Bu durumda; 5216 sayılı Kanun hükümleri ve 6360 sayılı Kanunun geçici 1. maddesinin onüçüncü fıkrası gereğince, ...... köyünün sınırları içinde yer aldığı ilgili ...... başkanlığı ve ...... Büyükşehir ...... Başkanlığının huzuruyla davanın görülmesinde yasal zorunluluk bulunduğu halde anılan kurumlar davaya dahil edilmeden, davanın esası hakkında hüküm kurulmuştur. Taraf sıfatı 6100 sayılı Hukuk Usulü Muhakemeleri Kanununun 114/1-d maddesi uyarınca dava şartı olup istek olmasızın re"sen gözetilmelidir. Bu usul eksikliğinin giderilmesi, ileri doğabilecek telafisi mümkün olmayan hukuki sonuçlar ve usuli kazanılmış haklar bakımından zorunludur. Bu sebeplerle; 4721 sayılı Türk Medeni Kanununun 713. maddesinin üçüncü fıkrası gereğince açılan tescil davalarında ... yanında yasal hasım konumunda olan Orman Yönetimi ile ilgili ...... başkanlığı ve büyükşehir ...... başkanlığı da davaya dahil edilmeli, taraf teşkili sağlanmalı, husumet yaygınlaştırılmalı, açılan davaya karşı diyecekleri sorulmalı savunma hakkı verilerek ileri sürecekleri yazılı delilleri toplanmalı bundan sonra işin esası hakkında toplanan tüm deliller birlikte değerlendirilerek oluşacak sonuç çerçevesinde bir karar verilmelidir.

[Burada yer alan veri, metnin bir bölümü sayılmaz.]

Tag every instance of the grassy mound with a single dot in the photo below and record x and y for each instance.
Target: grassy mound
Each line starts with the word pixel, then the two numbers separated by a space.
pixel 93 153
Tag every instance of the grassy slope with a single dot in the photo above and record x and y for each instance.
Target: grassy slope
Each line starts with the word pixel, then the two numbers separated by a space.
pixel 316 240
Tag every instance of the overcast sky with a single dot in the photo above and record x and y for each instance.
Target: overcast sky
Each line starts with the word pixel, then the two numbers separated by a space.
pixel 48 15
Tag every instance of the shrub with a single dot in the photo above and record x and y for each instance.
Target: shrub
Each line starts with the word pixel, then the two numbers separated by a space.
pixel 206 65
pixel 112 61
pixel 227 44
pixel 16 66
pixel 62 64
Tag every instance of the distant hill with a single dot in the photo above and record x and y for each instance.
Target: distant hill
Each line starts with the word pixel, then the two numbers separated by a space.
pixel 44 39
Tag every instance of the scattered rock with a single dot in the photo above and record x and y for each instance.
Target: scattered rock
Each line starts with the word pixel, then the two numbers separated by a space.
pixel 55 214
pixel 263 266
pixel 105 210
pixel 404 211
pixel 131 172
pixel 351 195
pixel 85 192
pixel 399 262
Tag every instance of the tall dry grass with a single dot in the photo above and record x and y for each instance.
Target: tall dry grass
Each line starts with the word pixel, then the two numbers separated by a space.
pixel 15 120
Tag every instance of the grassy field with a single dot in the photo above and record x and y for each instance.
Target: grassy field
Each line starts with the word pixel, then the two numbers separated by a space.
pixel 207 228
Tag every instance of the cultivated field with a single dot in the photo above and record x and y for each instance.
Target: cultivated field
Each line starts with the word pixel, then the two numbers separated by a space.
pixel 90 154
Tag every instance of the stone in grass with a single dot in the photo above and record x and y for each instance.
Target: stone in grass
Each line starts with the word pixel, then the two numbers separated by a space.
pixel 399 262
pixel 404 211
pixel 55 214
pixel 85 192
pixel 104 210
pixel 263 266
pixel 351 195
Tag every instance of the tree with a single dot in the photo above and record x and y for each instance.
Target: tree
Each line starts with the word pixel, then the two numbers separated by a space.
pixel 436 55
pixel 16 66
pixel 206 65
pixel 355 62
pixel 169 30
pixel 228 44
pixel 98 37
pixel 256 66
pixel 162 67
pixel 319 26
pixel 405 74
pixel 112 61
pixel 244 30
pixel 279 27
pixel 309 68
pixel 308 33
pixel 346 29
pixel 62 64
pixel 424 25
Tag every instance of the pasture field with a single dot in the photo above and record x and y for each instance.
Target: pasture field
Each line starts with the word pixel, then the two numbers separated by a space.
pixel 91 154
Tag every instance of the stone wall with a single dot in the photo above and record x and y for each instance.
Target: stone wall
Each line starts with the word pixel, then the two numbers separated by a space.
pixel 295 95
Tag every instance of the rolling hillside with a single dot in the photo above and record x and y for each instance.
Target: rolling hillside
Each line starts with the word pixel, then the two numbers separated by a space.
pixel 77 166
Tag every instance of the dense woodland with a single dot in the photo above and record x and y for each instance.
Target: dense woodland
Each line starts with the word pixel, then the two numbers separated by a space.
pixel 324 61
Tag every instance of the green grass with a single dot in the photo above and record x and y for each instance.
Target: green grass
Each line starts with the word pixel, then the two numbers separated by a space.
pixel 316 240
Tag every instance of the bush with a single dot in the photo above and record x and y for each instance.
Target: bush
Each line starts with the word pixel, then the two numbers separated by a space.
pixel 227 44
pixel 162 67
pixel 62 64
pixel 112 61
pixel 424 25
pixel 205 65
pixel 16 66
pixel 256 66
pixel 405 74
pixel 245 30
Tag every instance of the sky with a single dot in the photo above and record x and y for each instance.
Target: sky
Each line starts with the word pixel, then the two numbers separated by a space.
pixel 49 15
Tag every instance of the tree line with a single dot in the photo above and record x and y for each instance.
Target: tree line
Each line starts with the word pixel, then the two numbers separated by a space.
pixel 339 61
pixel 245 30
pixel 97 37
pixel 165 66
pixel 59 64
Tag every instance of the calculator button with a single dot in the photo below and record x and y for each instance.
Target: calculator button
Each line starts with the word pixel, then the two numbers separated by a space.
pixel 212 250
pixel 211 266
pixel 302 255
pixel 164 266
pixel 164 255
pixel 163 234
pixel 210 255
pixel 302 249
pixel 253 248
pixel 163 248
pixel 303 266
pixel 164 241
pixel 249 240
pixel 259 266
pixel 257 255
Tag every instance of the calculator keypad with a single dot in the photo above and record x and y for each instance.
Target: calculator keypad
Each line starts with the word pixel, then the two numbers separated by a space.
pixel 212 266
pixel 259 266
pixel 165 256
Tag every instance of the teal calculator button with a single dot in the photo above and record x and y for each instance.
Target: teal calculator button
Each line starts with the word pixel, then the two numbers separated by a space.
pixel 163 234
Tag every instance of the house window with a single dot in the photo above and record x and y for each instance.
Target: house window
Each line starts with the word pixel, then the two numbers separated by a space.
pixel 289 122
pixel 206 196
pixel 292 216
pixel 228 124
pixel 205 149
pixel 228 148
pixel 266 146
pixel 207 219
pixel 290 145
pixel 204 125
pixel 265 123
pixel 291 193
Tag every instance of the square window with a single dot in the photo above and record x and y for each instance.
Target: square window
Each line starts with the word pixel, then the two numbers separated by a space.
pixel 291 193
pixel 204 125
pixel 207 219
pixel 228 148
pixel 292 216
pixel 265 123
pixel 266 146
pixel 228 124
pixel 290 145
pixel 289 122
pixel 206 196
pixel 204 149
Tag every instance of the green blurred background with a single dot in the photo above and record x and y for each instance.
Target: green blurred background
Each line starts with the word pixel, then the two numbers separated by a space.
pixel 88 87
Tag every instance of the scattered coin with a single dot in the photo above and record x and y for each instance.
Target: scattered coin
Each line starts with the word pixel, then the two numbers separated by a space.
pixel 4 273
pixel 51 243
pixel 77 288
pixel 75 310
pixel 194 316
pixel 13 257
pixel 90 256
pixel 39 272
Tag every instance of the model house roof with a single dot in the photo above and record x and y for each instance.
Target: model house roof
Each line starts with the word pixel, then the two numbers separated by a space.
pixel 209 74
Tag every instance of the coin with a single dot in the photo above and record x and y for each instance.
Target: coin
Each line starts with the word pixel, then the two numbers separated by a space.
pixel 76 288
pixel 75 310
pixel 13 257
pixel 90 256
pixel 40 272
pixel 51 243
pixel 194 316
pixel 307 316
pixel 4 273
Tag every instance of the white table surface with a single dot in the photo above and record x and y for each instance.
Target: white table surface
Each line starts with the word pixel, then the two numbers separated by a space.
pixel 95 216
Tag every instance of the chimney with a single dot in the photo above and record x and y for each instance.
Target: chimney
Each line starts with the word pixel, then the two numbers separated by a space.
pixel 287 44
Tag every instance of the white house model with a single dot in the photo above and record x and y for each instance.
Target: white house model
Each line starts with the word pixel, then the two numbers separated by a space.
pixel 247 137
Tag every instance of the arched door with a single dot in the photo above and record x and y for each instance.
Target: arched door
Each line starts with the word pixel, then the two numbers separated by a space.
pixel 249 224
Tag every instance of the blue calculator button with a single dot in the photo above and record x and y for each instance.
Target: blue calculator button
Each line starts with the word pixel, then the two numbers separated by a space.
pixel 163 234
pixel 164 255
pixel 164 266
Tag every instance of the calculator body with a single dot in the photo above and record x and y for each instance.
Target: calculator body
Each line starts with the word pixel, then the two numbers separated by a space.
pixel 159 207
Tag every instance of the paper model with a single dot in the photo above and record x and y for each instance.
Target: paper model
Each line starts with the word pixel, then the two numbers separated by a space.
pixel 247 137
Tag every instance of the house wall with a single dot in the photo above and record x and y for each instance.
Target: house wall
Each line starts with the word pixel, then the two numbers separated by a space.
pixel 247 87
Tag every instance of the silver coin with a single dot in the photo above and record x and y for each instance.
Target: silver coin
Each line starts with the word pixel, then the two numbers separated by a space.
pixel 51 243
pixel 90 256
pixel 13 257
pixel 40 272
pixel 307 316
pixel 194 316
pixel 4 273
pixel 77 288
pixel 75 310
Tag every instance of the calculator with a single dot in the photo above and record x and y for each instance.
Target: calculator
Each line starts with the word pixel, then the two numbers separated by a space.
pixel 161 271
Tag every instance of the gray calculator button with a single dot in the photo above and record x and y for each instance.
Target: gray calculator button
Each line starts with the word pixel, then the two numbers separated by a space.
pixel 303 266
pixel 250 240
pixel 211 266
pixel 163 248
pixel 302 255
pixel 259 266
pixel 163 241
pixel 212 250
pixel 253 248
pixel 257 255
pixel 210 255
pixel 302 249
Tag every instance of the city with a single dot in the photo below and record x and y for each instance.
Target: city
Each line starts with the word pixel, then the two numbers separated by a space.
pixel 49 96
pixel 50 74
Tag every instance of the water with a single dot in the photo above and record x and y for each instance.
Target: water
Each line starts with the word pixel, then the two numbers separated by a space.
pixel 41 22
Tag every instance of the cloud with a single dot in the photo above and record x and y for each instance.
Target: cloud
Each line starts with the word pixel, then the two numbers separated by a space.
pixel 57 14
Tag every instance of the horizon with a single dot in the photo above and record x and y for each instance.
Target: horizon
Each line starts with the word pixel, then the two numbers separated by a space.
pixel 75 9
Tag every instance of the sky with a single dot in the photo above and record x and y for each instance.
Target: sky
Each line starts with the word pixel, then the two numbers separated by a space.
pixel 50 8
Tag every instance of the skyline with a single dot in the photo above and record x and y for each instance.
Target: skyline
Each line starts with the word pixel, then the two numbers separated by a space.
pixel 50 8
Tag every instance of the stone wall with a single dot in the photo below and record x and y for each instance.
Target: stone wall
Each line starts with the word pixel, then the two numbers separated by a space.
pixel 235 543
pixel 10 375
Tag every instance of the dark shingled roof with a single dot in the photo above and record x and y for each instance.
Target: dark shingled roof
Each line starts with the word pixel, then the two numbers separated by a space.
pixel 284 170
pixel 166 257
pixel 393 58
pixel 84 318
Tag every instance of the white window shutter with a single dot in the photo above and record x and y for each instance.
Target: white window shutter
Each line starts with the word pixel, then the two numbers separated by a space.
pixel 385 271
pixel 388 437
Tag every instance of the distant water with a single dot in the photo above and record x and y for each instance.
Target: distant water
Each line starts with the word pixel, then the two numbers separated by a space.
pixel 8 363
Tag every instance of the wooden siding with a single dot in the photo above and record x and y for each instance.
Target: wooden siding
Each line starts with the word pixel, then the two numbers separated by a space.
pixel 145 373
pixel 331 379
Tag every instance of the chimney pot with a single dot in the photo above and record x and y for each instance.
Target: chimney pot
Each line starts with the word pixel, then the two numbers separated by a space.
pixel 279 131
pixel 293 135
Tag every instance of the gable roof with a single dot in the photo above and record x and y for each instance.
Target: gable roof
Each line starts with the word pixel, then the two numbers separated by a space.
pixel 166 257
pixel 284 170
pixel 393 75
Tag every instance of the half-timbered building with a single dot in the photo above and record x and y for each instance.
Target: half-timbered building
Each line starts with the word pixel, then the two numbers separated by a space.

Ayrıca mahkemece bozma gerekleri yerine getirilmediği gibi dava konusu taşınmazın bulunduğu bölgede imar çalışması yapılıp yapılmadığı araştırılmamıştır. Yine mahkemece bozma gerekleri yerine getirilmediği gibi orman raporları ve ziraat bilirkişi raporları arasında dava konusu taşınmazların eğimi hakkında birbirleri ile çelişkili raporlar alınmıştır. Dava konusu taşınmazların eğimi net olarak belirlenmeli, taşınmazların orman olup olmadıkları hususunda tereddüt kalmamalıdır.
Kabule görede davacı ..."ın davasının reddine karar verilmiş olmasına rağmen alınması gereken maktu ret karar ve ilam harcı yerine davacı aleyhine taşınmazın değerine üzerinden harç yükletilmesi doğru değildir. Yine kabule göre davacı ...... Özdemir davayı kazandığı için tüm yargılama giderleri ve harçların davalılara yükletilmesi ve davacı yararına vekalet ücretine hükmedilmesi doğru değildir şöyleki M.K"nın 713. maddesine göre açılan davalarda davalılar yasal hasım konumda olduklarından davacı davayı kazansa dahi tüm yargılama giderleri ve harçlar üzerinde bırakılır ve lehine vekalet ücretine hükmedilemez.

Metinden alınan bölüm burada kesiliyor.